= Alexandra Myotte =

Canadian animator

Alexandre Myotte is a Canadian animator, who works with her partner Jean-Sébastien Hamel in the animation studio Sémaphore Films. They are most noted as co-directors of A Crab in the Pool (Un trou dans la poitrine), which won the Prix Iris for Best Animated Short Film at the 26th Quebec Cinema Awards in 2024, and was named to the initial shortlist for the Academy Award for Best Animated Short Film in the leadup to the 97th Academy Awards in 2025.

Myotte was previously director of No Title (Pas de titre), which was a Prix Iris nominee in the same category at the 24th Quebec Cinema Awards in 2022. That film also featured Hamel's participation in technical roles despite him not being officially credited as a co-director.

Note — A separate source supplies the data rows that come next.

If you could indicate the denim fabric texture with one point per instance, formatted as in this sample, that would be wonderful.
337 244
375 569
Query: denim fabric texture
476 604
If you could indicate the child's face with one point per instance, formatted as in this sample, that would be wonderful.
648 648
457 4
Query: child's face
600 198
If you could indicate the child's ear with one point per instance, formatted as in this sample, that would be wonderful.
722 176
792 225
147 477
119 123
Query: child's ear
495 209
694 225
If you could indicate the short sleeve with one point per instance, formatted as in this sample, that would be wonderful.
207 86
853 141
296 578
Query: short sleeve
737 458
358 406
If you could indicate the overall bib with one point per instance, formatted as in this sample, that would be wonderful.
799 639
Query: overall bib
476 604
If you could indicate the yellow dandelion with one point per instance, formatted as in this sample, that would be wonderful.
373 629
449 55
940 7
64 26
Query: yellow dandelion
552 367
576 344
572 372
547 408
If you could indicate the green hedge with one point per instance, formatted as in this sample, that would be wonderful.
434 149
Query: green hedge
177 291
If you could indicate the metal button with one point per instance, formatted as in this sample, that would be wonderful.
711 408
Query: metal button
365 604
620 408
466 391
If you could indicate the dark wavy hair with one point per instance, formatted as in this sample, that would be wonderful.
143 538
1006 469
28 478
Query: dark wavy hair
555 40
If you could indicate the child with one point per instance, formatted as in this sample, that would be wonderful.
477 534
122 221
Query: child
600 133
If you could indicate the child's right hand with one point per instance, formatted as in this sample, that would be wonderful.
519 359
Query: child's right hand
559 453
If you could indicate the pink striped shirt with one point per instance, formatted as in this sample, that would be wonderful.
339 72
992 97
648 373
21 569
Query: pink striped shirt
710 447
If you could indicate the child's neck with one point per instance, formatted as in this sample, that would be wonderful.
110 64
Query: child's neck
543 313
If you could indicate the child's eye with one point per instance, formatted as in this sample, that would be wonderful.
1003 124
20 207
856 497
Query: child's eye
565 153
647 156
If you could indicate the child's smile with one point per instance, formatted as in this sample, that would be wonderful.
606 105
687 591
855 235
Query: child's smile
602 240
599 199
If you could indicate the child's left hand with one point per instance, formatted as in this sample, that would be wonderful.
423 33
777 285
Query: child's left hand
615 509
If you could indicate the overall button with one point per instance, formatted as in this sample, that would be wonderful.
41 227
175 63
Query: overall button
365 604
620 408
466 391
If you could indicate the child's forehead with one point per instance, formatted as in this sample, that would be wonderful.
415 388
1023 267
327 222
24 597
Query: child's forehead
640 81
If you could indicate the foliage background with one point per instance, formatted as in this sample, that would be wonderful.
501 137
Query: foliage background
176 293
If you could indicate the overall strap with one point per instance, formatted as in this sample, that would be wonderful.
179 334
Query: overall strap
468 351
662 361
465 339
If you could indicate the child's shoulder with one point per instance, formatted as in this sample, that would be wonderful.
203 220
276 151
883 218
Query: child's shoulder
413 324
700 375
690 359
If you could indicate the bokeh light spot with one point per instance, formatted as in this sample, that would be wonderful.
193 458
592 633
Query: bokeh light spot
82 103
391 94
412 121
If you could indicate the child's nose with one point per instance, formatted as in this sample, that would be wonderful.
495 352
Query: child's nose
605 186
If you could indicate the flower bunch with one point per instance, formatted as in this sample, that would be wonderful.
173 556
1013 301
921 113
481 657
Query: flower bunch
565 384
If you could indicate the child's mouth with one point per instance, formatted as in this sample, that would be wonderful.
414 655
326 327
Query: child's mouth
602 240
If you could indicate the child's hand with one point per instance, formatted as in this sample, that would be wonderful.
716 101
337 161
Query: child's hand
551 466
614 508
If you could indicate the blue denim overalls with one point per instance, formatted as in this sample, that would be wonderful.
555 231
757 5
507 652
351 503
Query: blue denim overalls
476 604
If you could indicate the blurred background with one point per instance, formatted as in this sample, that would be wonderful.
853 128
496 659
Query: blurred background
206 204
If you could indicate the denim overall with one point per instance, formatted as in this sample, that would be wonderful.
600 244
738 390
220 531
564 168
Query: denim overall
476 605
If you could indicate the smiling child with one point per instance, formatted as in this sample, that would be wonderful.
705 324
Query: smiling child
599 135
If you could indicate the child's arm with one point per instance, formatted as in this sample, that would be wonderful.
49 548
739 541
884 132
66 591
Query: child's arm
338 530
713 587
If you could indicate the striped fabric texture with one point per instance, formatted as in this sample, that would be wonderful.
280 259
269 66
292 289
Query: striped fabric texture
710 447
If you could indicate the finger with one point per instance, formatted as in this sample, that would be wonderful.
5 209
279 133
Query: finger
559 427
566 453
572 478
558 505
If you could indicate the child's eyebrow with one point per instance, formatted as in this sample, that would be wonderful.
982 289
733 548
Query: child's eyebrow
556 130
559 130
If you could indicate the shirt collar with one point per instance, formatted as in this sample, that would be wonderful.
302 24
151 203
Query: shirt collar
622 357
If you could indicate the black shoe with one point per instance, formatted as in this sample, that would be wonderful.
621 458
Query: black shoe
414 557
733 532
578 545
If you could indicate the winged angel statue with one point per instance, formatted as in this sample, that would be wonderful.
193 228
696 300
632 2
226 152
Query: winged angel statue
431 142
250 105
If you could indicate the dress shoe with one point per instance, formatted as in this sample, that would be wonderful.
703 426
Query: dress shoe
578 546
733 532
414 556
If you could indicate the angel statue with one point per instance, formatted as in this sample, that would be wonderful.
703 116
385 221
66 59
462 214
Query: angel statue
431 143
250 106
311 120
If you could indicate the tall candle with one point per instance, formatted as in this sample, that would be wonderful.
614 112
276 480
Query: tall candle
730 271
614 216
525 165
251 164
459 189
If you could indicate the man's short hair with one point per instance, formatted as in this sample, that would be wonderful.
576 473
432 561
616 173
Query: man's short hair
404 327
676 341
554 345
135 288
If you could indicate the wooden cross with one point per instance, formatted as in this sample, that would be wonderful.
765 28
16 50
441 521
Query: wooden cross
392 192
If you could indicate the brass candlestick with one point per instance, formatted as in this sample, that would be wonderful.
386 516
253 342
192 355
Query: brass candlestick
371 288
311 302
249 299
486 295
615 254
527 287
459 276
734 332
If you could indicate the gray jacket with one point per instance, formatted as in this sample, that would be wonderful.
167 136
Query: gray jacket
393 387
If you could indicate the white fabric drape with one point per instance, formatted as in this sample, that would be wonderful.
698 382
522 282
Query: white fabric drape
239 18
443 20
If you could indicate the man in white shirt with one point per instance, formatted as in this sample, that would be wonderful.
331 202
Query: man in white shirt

She began her career making animated music videos for the indie rock band Karkwa, where she first met Hamel when he was brought in to collaborate as an editor on the video for "La Façade". Their first animated short film as a duo, La fille aux yeux rouges, was released in 2009; they have since continued to collaborate both on films credited to the duo as co-directors, and on films credited to one of them as a solo director but still featuring supporting technical work by the other.

The duo's newest film, What We Leave Behind (Ce qu'on laisse derrière), is slated to premiere at the 78th Locarno Film Festival.